Louis-Marcelin de Fontanes naquit à Niort le 6 mars 1757, et mourut à Paris le 17 mars 1821.

Après avoir fait ses études chez les oratoriens de Niort, Fontanes vint à Paris, où les recommandations de ses anciens maîtres et son mérite personnel ne tardèrent pas à le classer. Une de ses premières relations fut Ducis, à qui il adressa en 1778 une Epître où l'on pouvait voir, sans trop de complaisance, les indices d'un goût délicat joint à une certaine « sensibilité », comme on disait alors. Sa traduction en vers de l'Essai sur l'homme de Pope est de 1783 ; son poème du Verger parut un peu plus tard, et vers 1788 il publiait l'Essai sur l'astronomie, puis une Epître sur l'édit en faveur des non-catholiques, inspirée par l'édit du 28 novembre 1787. Fontanes se souvint que sa famille, autrefois protestante, avait été proscrite après la Révocation, et l'hommage qu'il rendait à Louis XVI était autre chose qu'un acte de courtisan, c'était l'action d'un galant homme. La muse correcte et douce, parfois attristée, de Fontanes, nous écarterait d'ailleurs de notre sujet, si nous voulions la suivre ; nous nous limiterons donc à mentionner encore la Chartreuse et le Jour des Morts, en renvoyant le lecteur à l'édition en deux volumes in-8° publiée en 1837.

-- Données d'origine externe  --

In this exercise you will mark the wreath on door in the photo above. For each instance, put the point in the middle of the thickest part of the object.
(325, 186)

Au lendemain de 1789, nous retrouvons Fontanes au Modérateur, journal royaliste dirigé par Suard et dont le titre marque suffisamment les tendances. Peu après, ses articles attiraient sur lui des poursuites auxquelles il se déroba en se réfugiant à Lyon. On l'y eût oublié sans doute, si le spectacle dont il y fut témoin en 1793 ne l'avait conduit à rédiger la pétition célèbre, lue par les délégués lyonnais à la barre de la Convention, qui sollicitait le rappel de Collot d'Herbois. Fontanes, dénoncé, tenta d'abord de gagner la frontière ; mais, la trouvant gardée, il alla demander avec sa femme un asile à une amie qui habitait aux environs de Gonesse.

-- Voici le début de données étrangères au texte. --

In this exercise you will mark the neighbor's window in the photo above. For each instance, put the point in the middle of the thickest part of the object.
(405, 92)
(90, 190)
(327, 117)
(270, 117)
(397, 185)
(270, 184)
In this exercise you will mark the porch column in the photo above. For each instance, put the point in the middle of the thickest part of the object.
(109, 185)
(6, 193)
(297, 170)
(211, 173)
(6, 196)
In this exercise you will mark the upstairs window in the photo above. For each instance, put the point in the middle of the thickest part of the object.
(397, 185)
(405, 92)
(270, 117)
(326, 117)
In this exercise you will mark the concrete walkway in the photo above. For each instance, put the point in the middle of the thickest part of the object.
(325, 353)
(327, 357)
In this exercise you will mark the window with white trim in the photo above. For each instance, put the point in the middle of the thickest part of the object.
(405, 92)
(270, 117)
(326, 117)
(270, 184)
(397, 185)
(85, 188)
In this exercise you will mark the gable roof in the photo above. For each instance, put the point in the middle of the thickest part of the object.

Le 9 thermidor lui rendit la sécurité ; et en frimaire an IV il était nommé à l'Institut, organisé par le décret du 3 brumaire. En même temps, il reçut une chaire de belles-lettres à l'école centrale des Quatre-Nations. Il ne devait pas jouir longtemps de ce double bénéfice ; sa collaboration au Mémorial inquiétait le Directoire qui, au 18 fructidor, fit rayer son nom des registres de l'Institut et le condamna à la transportation. Fontanes avait des amis bien renseignés, paraît-il, car, pour la seconde fois, il lui fut possible de prévenir l'exécution du mandat d'arrêt ; il passa en Angleterre, où il retrouva Chateaubriand, puis en Allemagne.

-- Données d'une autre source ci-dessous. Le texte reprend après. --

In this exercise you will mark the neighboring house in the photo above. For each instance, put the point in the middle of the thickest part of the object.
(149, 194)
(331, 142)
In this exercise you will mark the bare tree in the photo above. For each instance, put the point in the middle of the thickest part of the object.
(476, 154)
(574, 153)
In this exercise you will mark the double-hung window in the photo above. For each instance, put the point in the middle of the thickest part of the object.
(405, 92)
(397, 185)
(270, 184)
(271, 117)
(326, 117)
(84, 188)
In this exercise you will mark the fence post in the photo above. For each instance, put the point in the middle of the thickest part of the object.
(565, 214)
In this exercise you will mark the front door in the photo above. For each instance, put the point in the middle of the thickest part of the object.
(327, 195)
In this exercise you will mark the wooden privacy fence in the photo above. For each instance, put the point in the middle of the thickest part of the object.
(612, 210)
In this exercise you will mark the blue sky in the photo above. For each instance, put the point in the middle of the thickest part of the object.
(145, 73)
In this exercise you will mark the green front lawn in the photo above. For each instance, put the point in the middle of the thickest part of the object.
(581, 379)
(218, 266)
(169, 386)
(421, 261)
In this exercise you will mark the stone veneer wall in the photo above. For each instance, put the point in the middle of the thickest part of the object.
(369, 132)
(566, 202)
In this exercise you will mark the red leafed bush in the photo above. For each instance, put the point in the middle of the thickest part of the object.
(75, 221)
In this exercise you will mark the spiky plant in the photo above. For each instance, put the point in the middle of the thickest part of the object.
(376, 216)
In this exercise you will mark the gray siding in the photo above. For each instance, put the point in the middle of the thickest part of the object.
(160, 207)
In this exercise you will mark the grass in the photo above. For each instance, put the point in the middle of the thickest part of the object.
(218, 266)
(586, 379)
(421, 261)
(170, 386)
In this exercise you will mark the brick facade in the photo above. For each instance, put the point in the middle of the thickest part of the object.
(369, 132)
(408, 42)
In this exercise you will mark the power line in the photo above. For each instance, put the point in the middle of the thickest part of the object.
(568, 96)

Le 18 brumaire lui permit de quitter Hambourg. Il avait écrit au premier consul pour lui demander justice ; celui-ci ne se borna pas à autoriser sa rentrée, il le choisit pour prononcer l'éloge de Washington, qui venait de mourir. Les premières relations de Bonaparte et de Fontanes datent de là. Fontanes, du reste, n'en avait point fini avec sa carrière de journaliste, et il reprit dans le Mercure la défense des intérêts qu'il avait déjà représentés au Modérateur et au Mémorial. Parmi ses collaborateurs, nous remarquons des noms significatifs : Delille, La Harpe ; Joubert, de Bonald et Ambroise Rendu, que nous retrouverons tous les trois dans le Conseil de l'Université ; Chateaubriand, qui lisait à ses collègues de la rédaction les premières épreuves de son Génie du Christianisme.

En pluviôse an X, Fontanes entre au Corps législatif en qualité de député des Deux-Sèvres, et il est nommé président de cette assemblée en 1804. L'empereur, qu'il eut l'occasion de haranguer à plusieurs reprises, et qui lui continuait le bon vouloir du premier consul, le mandait fréquemment soit aux Tuileries, soit à Saint-Cloud.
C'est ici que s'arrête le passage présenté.